By any measure, Stephanie Seneff is an accomplished scientist. A senior researcher at Massachusetts Institute of Technology’s Computer Science and Artificial Intelligence Laboratory, she’s been a leader in the emerging field of computer response to human speech. After earning two PhDs from MIT in the early ’80s, in the following decades she paved the way for the scientists who worked on virtual assistants like Alexa and Siri. In 2012, Seneff’s many achievements earned her the honor of being named a fellow of the International Speech Communication Association, a professional society for researchers in the field.
Many of Seneff’s MIT lab mates and former graduate students have continued to make breakthroughs; some have gone on to careers at the many tech companies eager to hire scientists with expertise in artificial intelligence. But Seneff has spent the last ten years going in a different direction, publicizing her theory that exposure to minute amounts of the weedkiller glyphosate—commonly known by the brand name Roundup—causes a host of neurological conditions, especially autism. Known as a spectrum disorder, autism manifests in a range of neurological diagnoses that run the gamut from subtle brain differences and trouble reading social cues to significant communication challenges.

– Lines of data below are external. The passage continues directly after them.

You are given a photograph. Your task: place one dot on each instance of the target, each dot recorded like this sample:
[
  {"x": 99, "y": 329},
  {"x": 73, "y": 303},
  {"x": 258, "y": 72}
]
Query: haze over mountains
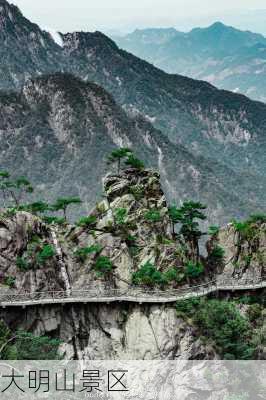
[
  {"x": 222, "y": 55},
  {"x": 57, "y": 125}
]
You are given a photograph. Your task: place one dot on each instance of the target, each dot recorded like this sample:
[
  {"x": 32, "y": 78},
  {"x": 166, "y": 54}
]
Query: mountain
[
  {"x": 222, "y": 55},
  {"x": 137, "y": 257},
  {"x": 25, "y": 49},
  {"x": 208, "y": 144},
  {"x": 59, "y": 130}
]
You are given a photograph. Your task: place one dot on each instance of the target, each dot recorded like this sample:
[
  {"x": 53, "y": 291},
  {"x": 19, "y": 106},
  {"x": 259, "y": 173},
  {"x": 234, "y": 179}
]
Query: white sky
[{"x": 126, "y": 15}]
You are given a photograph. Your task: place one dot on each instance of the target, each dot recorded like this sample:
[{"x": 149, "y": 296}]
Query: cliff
[{"x": 128, "y": 230}]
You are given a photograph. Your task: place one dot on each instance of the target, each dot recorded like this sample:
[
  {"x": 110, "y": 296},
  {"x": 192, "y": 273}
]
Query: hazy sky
[{"x": 126, "y": 15}]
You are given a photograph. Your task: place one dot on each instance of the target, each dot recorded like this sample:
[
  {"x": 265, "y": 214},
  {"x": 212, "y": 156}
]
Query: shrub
[
  {"x": 22, "y": 264},
  {"x": 173, "y": 275},
  {"x": 134, "y": 162},
  {"x": 30, "y": 347},
  {"x": 120, "y": 215},
  {"x": 87, "y": 221},
  {"x": 217, "y": 253},
  {"x": 45, "y": 254},
  {"x": 194, "y": 270},
  {"x": 53, "y": 220},
  {"x": 153, "y": 216},
  {"x": 257, "y": 218},
  {"x": 137, "y": 191},
  {"x": 148, "y": 275},
  {"x": 187, "y": 307},
  {"x": 222, "y": 322},
  {"x": 213, "y": 230}
]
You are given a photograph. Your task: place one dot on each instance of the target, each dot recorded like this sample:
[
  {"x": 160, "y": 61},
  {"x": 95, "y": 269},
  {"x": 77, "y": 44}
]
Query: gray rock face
[
  {"x": 245, "y": 252},
  {"x": 116, "y": 330},
  {"x": 209, "y": 123},
  {"x": 113, "y": 332}
]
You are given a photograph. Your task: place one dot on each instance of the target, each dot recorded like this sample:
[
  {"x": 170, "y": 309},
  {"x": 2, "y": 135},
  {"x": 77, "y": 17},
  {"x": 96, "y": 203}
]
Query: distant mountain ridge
[
  {"x": 222, "y": 55},
  {"x": 208, "y": 144}
]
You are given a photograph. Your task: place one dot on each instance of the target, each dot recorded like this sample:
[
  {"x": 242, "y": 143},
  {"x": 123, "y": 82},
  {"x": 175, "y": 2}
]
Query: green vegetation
[
  {"x": 153, "y": 216},
  {"x": 83, "y": 252},
  {"x": 187, "y": 216},
  {"x": 62, "y": 204},
  {"x": 217, "y": 253},
  {"x": 137, "y": 191},
  {"x": 26, "y": 346},
  {"x": 22, "y": 264},
  {"x": 220, "y": 322},
  {"x": 193, "y": 270},
  {"x": 53, "y": 220},
  {"x": 120, "y": 215},
  {"x": 148, "y": 275},
  {"x": 214, "y": 230},
  {"x": 13, "y": 190},
  {"x": 45, "y": 254},
  {"x": 87, "y": 222},
  {"x": 103, "y": 266},
  {"x": 134, "y": 162}
]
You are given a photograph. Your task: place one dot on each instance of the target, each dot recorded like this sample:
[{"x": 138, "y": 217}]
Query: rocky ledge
[{"x": 128, "y": 239}]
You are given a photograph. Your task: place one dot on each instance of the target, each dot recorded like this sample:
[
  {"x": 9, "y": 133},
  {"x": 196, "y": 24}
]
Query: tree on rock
[
  {"x": 187, "y": 216},
  {"x": 134, "y": 162},
  {"x": 62, "y": 204}
]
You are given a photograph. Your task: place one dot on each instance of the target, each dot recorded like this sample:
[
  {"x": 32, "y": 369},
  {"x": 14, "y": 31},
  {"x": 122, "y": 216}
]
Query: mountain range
[
  {"x": 64, "y": 107},
  {"x": 222, "y": 55}
]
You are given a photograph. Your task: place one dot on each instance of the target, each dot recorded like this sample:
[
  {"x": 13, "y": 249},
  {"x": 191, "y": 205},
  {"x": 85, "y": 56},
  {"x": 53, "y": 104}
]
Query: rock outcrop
[{"x": 129, "y": 228}]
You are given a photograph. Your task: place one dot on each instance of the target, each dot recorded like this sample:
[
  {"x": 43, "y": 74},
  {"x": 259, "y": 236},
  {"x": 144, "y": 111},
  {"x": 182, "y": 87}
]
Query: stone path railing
[{"x": 131, "y": 294}]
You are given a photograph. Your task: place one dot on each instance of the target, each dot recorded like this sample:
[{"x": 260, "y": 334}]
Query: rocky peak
[{"x": 84, "y": 41}]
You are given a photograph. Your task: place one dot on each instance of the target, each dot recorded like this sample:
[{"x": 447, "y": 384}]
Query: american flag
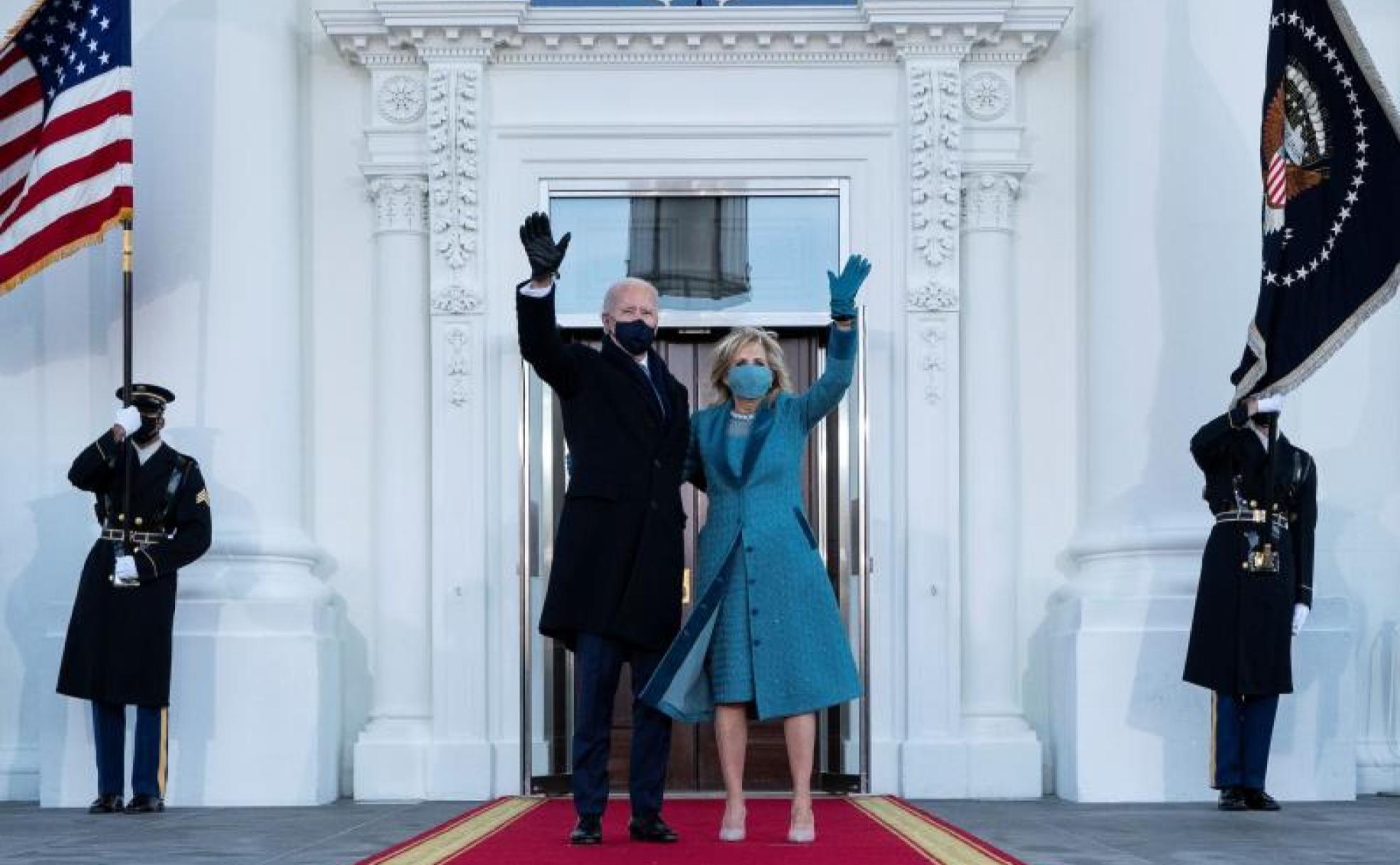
[{"x": 65, "y": 132}]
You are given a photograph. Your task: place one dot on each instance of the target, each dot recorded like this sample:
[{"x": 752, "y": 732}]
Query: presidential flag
[
  {"x": 65, "y": 132},
  {"x": 1330, "y": 170}
]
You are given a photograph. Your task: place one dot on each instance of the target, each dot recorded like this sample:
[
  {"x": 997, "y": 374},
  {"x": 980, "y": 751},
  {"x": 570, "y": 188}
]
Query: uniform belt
[
  {"x": 146, "y": 539},
  {"x": 1259, "y": 516}
]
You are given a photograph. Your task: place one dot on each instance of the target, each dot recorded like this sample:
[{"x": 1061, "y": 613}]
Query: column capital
[
  {"x": 989, "y": 199},
  {"x": 399, "y": 205}
]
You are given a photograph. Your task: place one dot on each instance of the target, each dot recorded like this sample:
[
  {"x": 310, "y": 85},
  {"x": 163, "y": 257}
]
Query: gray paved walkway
[{"x": 1042, "y": 833}]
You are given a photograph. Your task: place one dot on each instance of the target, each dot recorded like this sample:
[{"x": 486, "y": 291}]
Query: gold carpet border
[
  {"x": 461, "y": 834},
  {"x": 927, "y": 837}
]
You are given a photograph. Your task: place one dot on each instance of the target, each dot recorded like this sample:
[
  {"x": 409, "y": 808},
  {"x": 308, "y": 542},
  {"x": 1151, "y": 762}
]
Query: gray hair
[{"x": 611, "y": 299}]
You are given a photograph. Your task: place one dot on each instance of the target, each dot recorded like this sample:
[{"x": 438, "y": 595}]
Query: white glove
[
  {"x": 1300, "y": 616},
  {"x": 129, "y": 419},
  {"x": 124, "y": 574}
]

In a 2014 conference presentation, Seneff predicted that because of the ubiquity of glyphosate, half of all children born in 2025 would eventually be diagnosed as autistic. Since then, she often has repeated this claim in interviews and speeches, warning a tidal wave of autism cases was just around the corner.
It doesn’t look like Seneff’s forecast will pan out. Today, according to the Centers for Disease Control and Prevention, one in 36 children are autistic. And Seneff’s theory has been widely discredited: There is no evidence that glyphosate exposure causes autism. But the scientific consensus has not stopped her from airing her beliefs on social media and becoming a sought-after speaker at conferences. In 2020, with the onset of the pandemic, she broadened her Roundup theory to include vulnerability to the coronavirus, making the completely unsubstantiated claim that Americans were getting more serious cases of Covid than their international counterparts because glyphosate exposure weakened the immune system and increased the risk of severe infection.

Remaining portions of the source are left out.